Around 1,600 staff, a quarter of the workforce, at Skipton Building Society’s head office have a Lancashire postcode. A lot of workers commute from across the Pennines because of the cost of property. The mutual believes that reopening the railway line, which was closed in the early 1970s, would reduce rail commute times for staff as well as making it cheaper for them to travel to and from work.
It would also enable freight rail to reduce the amount of time it takes for containers to get from the East to West and free up space on the M62.
Britain’s fourth largest mutual said it had performed well despite a competitive mortgage and savings environment.
Skipton Building Society continued to grow its membership and increased its mortgage balances by 6 per cent. Despite a challenging environment, the mutual said it recorded underlying profits before tax of £84.2m, down from the £94.9m it registered during the six months ended June 30, 2018.

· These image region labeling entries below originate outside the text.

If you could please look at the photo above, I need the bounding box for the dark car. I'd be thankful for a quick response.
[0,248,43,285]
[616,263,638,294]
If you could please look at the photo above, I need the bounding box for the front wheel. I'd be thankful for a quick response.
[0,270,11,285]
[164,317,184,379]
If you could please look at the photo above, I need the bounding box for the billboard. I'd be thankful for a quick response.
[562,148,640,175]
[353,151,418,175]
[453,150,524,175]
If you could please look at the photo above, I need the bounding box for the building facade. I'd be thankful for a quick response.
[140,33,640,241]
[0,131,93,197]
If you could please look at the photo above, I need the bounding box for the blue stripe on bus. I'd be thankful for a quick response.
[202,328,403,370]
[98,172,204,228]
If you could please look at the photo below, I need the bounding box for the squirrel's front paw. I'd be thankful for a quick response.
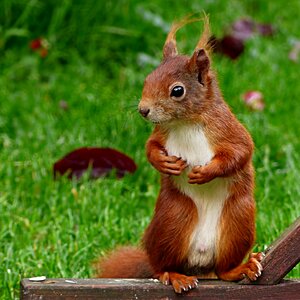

The society’s estate agency division Connells reported profits before tax of £26.2m in a subdued UK property market.
“We are very pleased with the results in what is undoubtedly a very competitive mortgage and savings market and a subdued housing market, which we’re seeing through Connells,” Mr Cutter said.
Total profit before tax was £72.3m, down from £104.7m in the same period last year.
Skipton Building Society said the decrease in total profit was predominantly in its mortgages and savings division, primarily attributed to fair value losses of £12.5m relating to its equity release portfolio, which is closed to new business. The division’s underlying profitability of was flat.
The firm’s mortgage book has grown by 6 per cent and savings 4 per cent in the period.
Mr Cutter said: “Although the business is bigger the profits are flat and that’s reflective of the fact that the net interest margin has reduced during the period.
“The reason for that is very strong competition in the mortgage market and lately in the savings market as well.”
The society says it is “well placed” to deal with any immediate ramifications of a no deal Brexit.
Mr Cutter said: “If there was a no deal Brexit we don’t believe there would be any immediate significant shock as we’re very well capitalised and we’ve got plenty of liquidity. We would then be interested in the longer term secondary impact in terms of what if anything would happen to house prices, inflation and interest rates.”
House sales potentially turning a corner
The vote to leave the European Union triggered a decline in houses sales. However, there maybe positive signs that the sector could be set to bounce back.
David Cutter said: “Whether it’s too early to call I don’t know but the results from Q2 were mildly encouraging and it appears that the continued decline for three years on the trot since the referendum seems to have halted.
“There was more interest in the market in Q2 and that has continued into the first few weeks of July. It’s early days but it appears as if the continuing decline, that we have seen for the last three years, has bottomed out.”